Drug combinations experimentally tested for effect on proliferation.

The most interesting drug combinations were experimentally tested across several ovarian cell lines and the inferred combination indices (CI) were calculated by the Chou-Talalay method. For drug combinations with 3 technical replicates, cell response was averaged across the replicates to perform the CI computation. CI < 1.00 indicates synergy (red) and CI > 1.00 the opposite. IGROV-1 etc (columns) are cell lines. NA: not available for technical reasons.

OVCA HGSOC cell line measures of similarity to patient samples and drug response to rucaparib.
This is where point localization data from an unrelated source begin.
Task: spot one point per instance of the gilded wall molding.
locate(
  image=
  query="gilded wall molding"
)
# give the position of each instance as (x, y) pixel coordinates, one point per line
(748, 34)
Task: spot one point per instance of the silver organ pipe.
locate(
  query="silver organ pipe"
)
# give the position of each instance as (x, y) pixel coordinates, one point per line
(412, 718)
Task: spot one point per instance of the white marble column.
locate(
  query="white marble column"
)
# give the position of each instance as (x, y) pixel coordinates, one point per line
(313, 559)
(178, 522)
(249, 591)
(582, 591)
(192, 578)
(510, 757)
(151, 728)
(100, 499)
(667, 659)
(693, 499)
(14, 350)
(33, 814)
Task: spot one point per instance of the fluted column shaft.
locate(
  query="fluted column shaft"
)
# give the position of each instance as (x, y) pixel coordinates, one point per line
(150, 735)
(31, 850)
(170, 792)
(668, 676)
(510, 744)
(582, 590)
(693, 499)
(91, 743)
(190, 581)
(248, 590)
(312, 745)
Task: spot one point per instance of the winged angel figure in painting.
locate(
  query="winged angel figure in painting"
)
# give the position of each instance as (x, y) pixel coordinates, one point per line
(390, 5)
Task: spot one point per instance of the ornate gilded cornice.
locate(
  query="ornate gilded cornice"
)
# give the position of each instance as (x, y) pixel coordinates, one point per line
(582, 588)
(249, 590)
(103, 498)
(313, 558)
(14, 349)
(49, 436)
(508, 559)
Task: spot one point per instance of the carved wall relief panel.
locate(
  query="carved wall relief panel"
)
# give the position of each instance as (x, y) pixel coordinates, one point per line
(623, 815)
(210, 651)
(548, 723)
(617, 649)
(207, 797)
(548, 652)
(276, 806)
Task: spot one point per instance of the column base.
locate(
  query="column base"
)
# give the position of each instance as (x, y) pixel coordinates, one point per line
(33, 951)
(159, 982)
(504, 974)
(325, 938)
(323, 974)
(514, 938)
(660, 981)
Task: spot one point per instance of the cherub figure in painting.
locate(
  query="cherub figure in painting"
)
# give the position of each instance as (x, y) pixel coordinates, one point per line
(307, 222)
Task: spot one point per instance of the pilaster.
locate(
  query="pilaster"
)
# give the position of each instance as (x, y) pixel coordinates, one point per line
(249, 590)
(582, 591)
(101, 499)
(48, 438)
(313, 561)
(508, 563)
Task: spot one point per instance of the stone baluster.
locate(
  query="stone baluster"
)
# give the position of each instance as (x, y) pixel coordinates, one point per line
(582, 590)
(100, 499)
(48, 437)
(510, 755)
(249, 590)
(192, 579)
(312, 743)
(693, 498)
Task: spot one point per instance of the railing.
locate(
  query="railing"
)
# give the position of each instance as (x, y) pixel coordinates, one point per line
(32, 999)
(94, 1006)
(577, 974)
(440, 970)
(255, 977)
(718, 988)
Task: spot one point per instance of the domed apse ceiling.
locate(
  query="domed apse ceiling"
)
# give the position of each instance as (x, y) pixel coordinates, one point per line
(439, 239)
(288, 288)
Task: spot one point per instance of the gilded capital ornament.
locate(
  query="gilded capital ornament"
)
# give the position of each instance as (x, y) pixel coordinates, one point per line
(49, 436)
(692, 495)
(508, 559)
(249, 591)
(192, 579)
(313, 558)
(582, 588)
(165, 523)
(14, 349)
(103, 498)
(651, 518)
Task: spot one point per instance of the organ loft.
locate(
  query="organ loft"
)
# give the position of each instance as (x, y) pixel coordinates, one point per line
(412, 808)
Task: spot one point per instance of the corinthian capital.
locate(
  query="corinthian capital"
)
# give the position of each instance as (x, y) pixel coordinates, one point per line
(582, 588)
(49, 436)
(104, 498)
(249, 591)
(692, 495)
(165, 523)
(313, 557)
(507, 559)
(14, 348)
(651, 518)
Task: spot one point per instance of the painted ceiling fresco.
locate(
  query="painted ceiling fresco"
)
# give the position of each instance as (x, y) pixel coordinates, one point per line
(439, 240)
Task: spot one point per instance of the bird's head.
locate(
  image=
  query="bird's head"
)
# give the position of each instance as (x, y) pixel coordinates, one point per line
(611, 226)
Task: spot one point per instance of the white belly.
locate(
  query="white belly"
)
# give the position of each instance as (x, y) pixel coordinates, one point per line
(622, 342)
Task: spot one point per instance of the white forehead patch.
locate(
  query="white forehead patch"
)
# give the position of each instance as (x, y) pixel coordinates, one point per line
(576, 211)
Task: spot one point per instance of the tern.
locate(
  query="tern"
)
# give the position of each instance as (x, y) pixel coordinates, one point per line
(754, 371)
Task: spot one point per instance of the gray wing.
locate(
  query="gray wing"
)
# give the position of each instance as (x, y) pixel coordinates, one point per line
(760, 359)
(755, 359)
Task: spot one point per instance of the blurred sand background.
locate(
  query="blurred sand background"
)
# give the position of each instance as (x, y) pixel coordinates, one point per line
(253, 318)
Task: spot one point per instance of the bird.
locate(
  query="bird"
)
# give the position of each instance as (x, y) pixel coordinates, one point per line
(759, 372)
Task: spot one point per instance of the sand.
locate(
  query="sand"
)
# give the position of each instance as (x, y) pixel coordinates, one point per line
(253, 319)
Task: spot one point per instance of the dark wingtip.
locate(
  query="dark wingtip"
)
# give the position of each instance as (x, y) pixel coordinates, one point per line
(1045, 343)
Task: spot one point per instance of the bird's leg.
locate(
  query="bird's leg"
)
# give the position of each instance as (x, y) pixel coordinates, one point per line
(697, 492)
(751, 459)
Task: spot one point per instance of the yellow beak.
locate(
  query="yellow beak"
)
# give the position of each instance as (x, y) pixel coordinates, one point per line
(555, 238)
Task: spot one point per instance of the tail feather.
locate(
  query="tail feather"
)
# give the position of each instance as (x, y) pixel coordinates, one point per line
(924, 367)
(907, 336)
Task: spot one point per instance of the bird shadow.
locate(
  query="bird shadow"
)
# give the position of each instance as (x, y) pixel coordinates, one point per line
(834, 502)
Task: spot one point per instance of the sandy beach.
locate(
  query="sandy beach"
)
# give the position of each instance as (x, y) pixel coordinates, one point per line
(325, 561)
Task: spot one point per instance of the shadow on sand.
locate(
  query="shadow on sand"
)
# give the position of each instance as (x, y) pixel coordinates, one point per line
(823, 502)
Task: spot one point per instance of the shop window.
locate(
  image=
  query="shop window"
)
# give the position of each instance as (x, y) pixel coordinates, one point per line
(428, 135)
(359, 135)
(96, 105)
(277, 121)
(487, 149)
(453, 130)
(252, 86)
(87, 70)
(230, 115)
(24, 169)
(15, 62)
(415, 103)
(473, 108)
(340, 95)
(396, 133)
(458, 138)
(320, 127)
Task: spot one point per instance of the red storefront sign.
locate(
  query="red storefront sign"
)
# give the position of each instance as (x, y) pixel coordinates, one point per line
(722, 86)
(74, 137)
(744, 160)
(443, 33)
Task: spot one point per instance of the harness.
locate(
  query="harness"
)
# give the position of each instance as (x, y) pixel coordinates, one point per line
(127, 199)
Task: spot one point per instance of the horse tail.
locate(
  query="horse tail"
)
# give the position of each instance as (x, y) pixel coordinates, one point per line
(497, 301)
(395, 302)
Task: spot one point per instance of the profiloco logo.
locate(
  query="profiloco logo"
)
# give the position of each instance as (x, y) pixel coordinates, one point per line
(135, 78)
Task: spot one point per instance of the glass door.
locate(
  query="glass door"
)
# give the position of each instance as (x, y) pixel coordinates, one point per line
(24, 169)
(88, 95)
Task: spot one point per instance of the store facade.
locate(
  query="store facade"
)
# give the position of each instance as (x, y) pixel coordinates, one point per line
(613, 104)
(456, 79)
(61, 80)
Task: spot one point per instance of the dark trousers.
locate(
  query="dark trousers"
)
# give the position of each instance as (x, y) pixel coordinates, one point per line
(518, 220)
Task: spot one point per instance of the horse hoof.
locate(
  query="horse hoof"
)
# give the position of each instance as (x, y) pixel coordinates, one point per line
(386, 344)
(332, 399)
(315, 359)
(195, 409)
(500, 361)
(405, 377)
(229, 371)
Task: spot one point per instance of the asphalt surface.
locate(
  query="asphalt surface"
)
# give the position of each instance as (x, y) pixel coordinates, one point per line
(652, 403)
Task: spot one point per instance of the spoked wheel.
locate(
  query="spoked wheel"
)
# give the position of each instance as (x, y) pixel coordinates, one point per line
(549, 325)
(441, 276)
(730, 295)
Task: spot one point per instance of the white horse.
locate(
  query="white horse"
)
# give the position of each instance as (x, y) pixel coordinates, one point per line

Cell line similarity to TCGA HGSOC patient samples as characterized by Domcke et al. and TumorComparer (TC) (Sinha et al. 2021; Domcke et al. 2013). Additionally, a select set of genes including ones commonly altered in HGSOC (i.e., BRCA1, BRCA2, RB1) (Cancer Genome Atlas Research Network 2011). Rucaparib IC50 (µM, half-maximal inhibitory concentration) single drug screening of the cell lines as reported in Genomics of Drug Sensitivity in Cancer (GDSC) (Iorio et al. 2016). Mutations are protein-coding mutations as measured in particular cell line studies; similarly, CNAs are copy number alterations. KRAS etc. are proteins, altered (green check) or not (blank) by mutation or CNA.

Inhibition of proliferation by various drug combinations in a representative ovarian cancer cell line (OVCAR-4).

The combinations were chosen based on pathway analysis of protein response (Fig. 3). TVB-2640 (‘TVB’, FASNi), rucaparib (‘Ruc’, PARPi), bortezomib (‘Bort’, proteasome inhibitor), Apcin (APCi), GC7 (DNA synthase inhibitor), novobiocin (‘Novo’, DNA polymerase inhibitor), infigratinib (‘Inf’, FGFR3i), venetoclax (‘Ven’, BCL2i), everolimus (‘Eve’, MTORi), Palbociclib (‘Pal’, CDK4/6i), PD-0325901 (‘PD’, MEKi), idelalisib (‘Ide’, PI3Ki), bosutinib (‘Bos’, SRCi), auranofin (‘Aur’, PRDXi), simvastatin (‘Sim’, statin), GPX4-IN-3 (‘GPX’, GPX4i), RSL3 (GPX4i), DM4 (tubulin inhibitor). Each drug was applied to OVCAR-4 cells with a serial dilution factor of 3 or 4 to establish a dose-response curve for the single drug. Each drug combination was applied at the same concentrations as the single drugs. The combination index for each drug pair is calculated using the Chou-Talalay method.